Non-random association of alleles at different loci, known as linkage disequilibrium (LD), plays a central role in association analysis, because it determines the number and density of markers needed for whole genome scans, and the accuracy of the mapping. Several studies have now been conducted in different plant systems to investigate the extent and patterns of LD across crop plant genomes (Flint-Garcia et al. 2003; Gupta et al. 2005; Mackay and Powell 2007). LD values depend on the current levels and distribution of genetic diversity and the amount of effective recombination events in the ancestry of the lines under study. In consequence, LD decays faster with increasing genetic map distance in allogamous than in autogamous species, in wild relatives or landraces than in modern cultivated genotypes, and in outbred than in inbred genotypes.

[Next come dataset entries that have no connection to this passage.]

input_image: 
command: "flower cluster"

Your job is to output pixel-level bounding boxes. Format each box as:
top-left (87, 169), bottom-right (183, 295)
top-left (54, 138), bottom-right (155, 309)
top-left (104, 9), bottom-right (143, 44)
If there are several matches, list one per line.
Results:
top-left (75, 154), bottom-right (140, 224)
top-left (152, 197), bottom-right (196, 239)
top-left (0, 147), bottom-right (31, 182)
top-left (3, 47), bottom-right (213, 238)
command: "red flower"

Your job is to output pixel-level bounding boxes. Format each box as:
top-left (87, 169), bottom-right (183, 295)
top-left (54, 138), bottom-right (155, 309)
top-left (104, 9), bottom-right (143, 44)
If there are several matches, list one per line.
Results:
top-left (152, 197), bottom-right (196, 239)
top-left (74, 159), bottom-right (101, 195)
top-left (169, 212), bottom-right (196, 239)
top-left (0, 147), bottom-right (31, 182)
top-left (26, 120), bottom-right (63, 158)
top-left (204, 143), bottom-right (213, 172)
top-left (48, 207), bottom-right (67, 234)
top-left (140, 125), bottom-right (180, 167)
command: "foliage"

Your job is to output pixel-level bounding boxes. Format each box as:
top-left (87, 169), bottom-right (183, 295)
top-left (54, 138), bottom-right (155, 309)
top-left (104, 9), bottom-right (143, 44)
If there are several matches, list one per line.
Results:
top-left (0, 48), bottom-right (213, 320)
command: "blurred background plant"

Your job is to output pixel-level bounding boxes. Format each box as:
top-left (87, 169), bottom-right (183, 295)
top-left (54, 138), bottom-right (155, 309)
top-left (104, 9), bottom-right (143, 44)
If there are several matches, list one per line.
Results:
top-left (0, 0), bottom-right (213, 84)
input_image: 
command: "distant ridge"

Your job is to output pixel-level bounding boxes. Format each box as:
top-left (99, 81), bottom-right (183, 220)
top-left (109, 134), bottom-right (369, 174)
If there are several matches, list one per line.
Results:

In barley, comparison of gene-based studies (Russell et al. 1997; Lin et al. 2002; Morrell et al. 2003, 2005; Caldwell et al. 2006; Stracke et al. 2006) and genome-wide studies (Kraakman et al. 2004; Rostoks et al. 2006; Malysheva-Otto et al. 2006) gives some insights into the strong influence of selection and recent population history on the observed structure of LD. Values of LD are highly variable across the genome. In some cases for Hordeum spontaneum populations as well as in landrace collections, LD has low values in genes not subject to the strong directional selection forces of plant breeding (Morrell et al. 2005; Caldwell et al. 2006). In contrast, LD extends over large linkage distances (sometimes greater than 50 cM) in some regions in related elite germplasm (Kraakman et al. 2004; Rostoks et al. 2006). Thus, suggesting that ancestral barley populations, such as H. spontaneum populations as well as in old landrace collections, had low LD and the high LD observed in domesticated populations has been recently generated by the breeding process.

To exploit association-mapping strategies in plants and survey the diversity of adaptation, to abiotic stresses, such as drought in barley, we assembled a collection of 192 genotypes embracing much of diversity present in the cultivated gene pool throughout Europe and the Mediterranean basin region. This collection comprises landraces and historically important varieties, as well as modern varieties, together with representative genotypes from Central and Northwest Europe. Genetic variation has been screened in this collection with simple sequence repeat (SSR) and Diversity Array Technology (DArT®) molecular markers. SSRs are highly polymorphic single-locus DNA markers that have been shown to remain stable across generations (Russell et al. 1997), which means they are an excellent molecular marker system for population studies. DArT® markers (Wenzl et al. 2004) are a promising platform for whole genome profiling of barley as they provide repeatable high-throughput multi-locus dominant bi-allelic markers for medium density genome scans at low cost (Wenzl et al. 2004, 2006).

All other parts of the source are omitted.